Lieutenant general Arzu Rahimov Yusif oglu (Arzu Rəhimov Yusif oğlu; born 1 October 1964) is an Azerbaijani politician who served as the Chief of the State Service for Mobilization and Conscription of Azerbaijan from 2012 to 2023.

==Early life==
Rahimov was born on 1 October 1964, in Nakhchivan, Azerbaijan. In 1982–1986, he studied at High Military Political General Troops Academy in Russia. In 1986–1989, he served in various positions in the Soviet Armed Forces. After restoration of independence of Azerbaijan, he served in the State Border Service of Azerbaijan Republic from 1992 to 2004, and was promoted from Chief Military officer to Military Unit Commander. In 2004, he was conferred with military rank of Major General, and in 2012, with the military rank of Lieutenant general.

==Political career==
In 2004, he was appointed the head of Khudat unit of border troops.
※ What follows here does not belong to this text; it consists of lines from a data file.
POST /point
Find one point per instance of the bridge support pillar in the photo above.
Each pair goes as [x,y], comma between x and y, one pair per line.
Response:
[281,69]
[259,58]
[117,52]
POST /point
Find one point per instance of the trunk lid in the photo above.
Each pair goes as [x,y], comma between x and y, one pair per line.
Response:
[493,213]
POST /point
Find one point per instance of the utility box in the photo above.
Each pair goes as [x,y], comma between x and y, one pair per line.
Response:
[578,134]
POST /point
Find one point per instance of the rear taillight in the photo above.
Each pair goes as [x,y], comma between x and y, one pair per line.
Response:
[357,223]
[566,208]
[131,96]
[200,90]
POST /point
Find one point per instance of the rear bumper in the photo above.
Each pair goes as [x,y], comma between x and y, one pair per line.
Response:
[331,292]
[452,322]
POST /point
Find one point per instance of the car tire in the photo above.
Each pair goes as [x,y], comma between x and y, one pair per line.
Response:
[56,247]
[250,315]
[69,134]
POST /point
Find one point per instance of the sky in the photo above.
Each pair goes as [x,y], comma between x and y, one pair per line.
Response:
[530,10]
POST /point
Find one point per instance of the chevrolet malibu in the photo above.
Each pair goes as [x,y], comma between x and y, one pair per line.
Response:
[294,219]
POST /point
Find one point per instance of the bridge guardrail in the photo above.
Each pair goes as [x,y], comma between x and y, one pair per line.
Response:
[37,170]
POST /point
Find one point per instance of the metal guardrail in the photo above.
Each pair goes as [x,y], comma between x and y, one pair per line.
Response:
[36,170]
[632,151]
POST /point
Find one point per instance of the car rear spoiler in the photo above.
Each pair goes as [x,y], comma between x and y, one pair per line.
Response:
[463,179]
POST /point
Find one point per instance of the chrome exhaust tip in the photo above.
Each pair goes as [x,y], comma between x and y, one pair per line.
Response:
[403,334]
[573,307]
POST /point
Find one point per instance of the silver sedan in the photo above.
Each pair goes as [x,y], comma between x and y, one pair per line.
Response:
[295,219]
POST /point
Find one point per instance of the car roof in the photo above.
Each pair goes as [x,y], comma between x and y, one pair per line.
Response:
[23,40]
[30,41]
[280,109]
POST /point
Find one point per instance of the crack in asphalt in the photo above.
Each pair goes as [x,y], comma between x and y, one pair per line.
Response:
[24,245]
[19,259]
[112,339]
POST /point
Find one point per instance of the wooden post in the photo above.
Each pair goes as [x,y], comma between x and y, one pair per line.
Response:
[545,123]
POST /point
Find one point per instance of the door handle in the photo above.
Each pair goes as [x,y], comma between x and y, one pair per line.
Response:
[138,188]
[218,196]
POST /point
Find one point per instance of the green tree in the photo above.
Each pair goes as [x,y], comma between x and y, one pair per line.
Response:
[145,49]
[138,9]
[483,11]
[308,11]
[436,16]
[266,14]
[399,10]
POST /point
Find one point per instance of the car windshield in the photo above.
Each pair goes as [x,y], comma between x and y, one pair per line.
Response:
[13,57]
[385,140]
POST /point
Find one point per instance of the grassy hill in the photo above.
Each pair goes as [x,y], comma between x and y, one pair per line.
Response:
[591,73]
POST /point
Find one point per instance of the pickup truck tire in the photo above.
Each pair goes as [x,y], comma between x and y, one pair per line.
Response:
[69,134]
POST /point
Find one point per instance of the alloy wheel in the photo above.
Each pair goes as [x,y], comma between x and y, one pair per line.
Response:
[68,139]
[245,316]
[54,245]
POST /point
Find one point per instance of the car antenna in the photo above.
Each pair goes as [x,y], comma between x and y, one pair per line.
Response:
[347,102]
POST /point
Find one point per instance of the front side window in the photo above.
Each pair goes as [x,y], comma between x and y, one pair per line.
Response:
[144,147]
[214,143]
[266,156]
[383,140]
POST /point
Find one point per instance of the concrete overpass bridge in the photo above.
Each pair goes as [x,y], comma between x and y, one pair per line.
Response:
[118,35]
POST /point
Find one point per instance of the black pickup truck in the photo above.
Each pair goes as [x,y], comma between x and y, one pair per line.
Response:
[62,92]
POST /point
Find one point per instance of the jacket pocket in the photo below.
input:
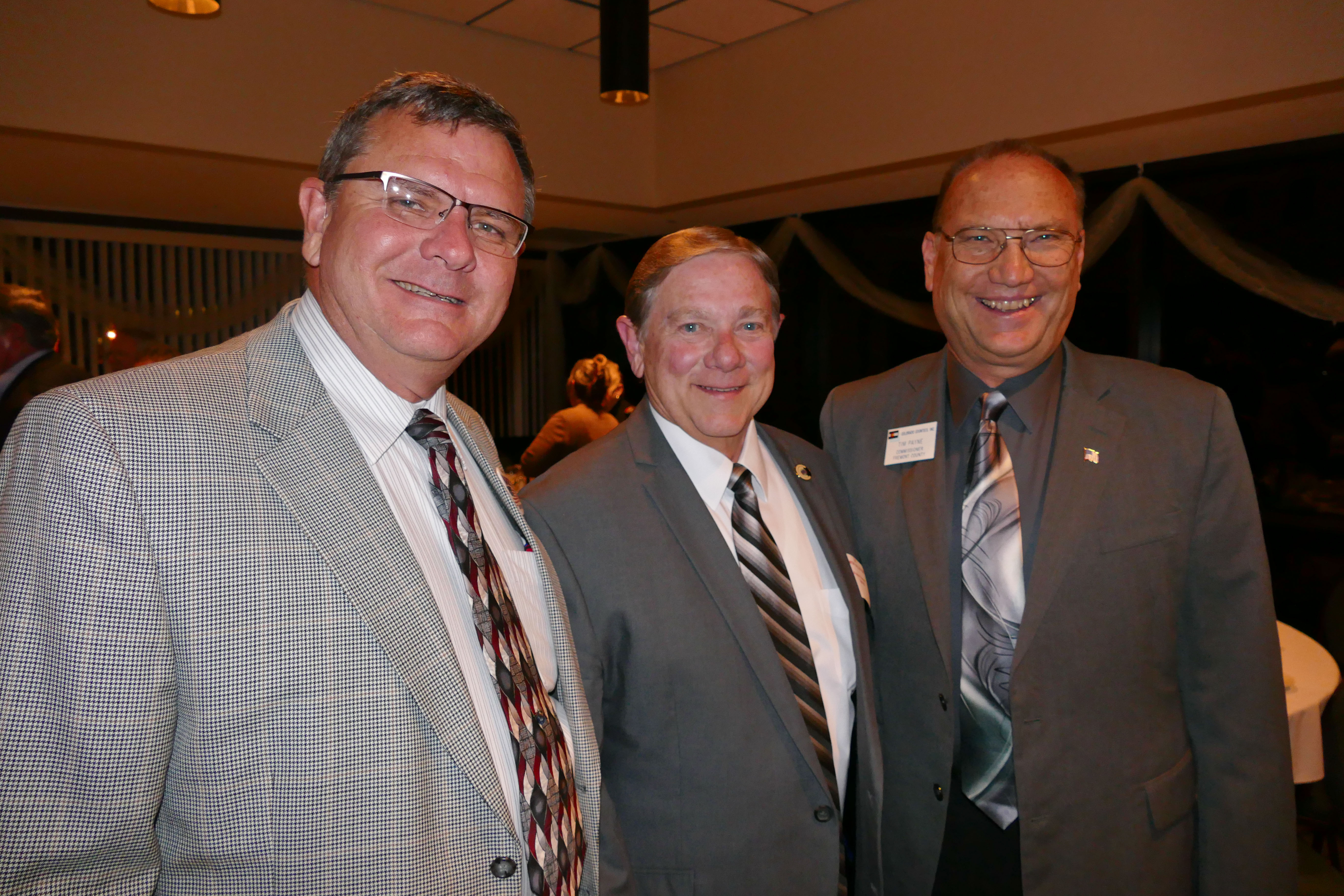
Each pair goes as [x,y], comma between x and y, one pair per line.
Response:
[664,882]
[1131,535]
[1171,795]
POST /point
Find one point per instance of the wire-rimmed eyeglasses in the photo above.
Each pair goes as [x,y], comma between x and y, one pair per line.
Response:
[425,208]
[1044,248]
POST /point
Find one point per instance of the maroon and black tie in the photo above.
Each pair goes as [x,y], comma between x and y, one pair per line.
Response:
[553,823]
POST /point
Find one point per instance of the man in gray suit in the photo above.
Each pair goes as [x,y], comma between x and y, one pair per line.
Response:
[722,633]
[1074,637]
[272,621]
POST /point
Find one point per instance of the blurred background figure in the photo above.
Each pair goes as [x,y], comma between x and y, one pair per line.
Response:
[127,349]
[29,361]
[595,389]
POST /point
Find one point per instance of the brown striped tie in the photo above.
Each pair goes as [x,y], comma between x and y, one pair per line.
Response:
[768,579]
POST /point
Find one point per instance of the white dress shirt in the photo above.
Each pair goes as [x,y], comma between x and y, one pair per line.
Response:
[377,418]
[825,612]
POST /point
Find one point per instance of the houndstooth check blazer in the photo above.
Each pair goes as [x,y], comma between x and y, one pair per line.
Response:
[221,667]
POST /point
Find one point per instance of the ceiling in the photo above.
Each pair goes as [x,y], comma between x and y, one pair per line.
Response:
[678,29]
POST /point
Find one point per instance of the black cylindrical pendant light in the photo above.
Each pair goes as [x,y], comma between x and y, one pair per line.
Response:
[626,52]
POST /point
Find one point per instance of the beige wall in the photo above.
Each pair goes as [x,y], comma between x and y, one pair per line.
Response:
[267,80]
[855,105]
[882,80]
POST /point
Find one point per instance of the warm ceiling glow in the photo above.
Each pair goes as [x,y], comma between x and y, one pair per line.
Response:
[626,97]
[189,7]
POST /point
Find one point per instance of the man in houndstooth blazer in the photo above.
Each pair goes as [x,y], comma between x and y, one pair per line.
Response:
[222,666]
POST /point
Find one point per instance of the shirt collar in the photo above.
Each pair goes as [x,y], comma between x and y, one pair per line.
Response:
[1029,394]
[710,469]
[377,417]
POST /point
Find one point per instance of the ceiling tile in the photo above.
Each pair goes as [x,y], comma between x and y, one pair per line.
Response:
[726,21]
[449,10]
[558,23]
[815,6]
[667,48]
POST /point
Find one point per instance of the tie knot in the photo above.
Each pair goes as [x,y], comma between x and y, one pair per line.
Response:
[993,406]
[428,430]
[741,481]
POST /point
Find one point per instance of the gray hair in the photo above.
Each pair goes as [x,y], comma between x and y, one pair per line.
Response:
[681,248]
[1008,148]
[30,309]
[432,100]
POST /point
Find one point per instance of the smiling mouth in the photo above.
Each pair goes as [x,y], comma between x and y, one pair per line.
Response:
[421,291]
[1008,304]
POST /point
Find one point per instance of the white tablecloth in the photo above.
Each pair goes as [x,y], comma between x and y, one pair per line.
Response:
[1310,679]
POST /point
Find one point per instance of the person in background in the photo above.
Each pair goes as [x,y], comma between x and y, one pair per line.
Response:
[595,389]
[126,349]
[271,621]
[29,359]
[1074,637]
[718,613]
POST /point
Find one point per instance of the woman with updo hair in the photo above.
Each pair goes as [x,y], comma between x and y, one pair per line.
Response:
[595,389]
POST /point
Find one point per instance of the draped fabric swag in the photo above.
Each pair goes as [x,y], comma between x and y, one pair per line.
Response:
[1210,244]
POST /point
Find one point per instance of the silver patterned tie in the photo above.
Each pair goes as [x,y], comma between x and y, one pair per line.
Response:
[994,597]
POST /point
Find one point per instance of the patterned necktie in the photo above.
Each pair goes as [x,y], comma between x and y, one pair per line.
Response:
[994,597]
[768,579]
[556,843]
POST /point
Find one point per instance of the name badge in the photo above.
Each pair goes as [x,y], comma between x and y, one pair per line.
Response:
[912,444]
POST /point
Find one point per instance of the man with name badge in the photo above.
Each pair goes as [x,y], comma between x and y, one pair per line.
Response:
[721,628]
[1074,640]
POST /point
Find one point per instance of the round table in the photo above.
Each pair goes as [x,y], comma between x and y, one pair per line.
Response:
[1311,676]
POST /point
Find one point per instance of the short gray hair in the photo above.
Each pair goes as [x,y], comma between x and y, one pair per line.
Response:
[433,100]
[29,309]
[681,248]
[1008,148]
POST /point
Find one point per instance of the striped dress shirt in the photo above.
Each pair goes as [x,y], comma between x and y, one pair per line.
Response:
[377,418]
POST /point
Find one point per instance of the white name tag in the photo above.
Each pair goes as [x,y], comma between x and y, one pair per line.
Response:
[912,444]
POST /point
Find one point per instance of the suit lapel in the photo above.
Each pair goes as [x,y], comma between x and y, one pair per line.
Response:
[926,504]
[1073,487]
[675,498]
[321,473]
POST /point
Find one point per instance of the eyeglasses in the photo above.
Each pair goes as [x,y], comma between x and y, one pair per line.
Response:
[425,208]
[983,245]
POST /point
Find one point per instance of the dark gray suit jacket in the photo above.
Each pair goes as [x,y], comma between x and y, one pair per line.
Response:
[1150,727]
[710,778]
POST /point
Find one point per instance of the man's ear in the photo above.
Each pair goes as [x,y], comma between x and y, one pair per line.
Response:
[931,253]
[312,203]
[634,351]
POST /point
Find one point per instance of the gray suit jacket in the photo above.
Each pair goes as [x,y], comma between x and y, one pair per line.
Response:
[715,786]
[1150,730]
[221,667]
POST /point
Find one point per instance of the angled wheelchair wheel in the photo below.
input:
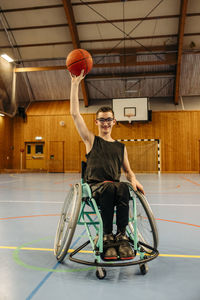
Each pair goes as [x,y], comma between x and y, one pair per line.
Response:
[146,225]
[67,222]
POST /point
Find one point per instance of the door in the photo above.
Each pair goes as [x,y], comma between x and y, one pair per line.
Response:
[56,157]
[35,156]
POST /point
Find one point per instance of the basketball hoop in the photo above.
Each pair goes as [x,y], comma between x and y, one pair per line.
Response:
[129,116]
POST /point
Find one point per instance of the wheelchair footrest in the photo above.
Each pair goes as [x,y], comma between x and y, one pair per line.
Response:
[116,263]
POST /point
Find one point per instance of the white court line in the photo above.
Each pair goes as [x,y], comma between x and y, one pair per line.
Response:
[56,202]
[174,204]
[9,181]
In 2006, Rahimov was appointed First Deputy Chief at the headquarters of Border Troops in Baku. On 30 April 2007, he was appointed the Chairman of newly established State Migration Service of Azerbaijan Republic. He's considered to be a professional officer, knowledgeable in migration issues.

In February 2012, he was appointed the Chief of the State Service for Mobilization and Conscription of Azerbaijan.

Rahimov has been awarded with 10 orders and medals. In addition to his native Azerbaijani, Rahimov is fluent in Russian. He is married and has two children.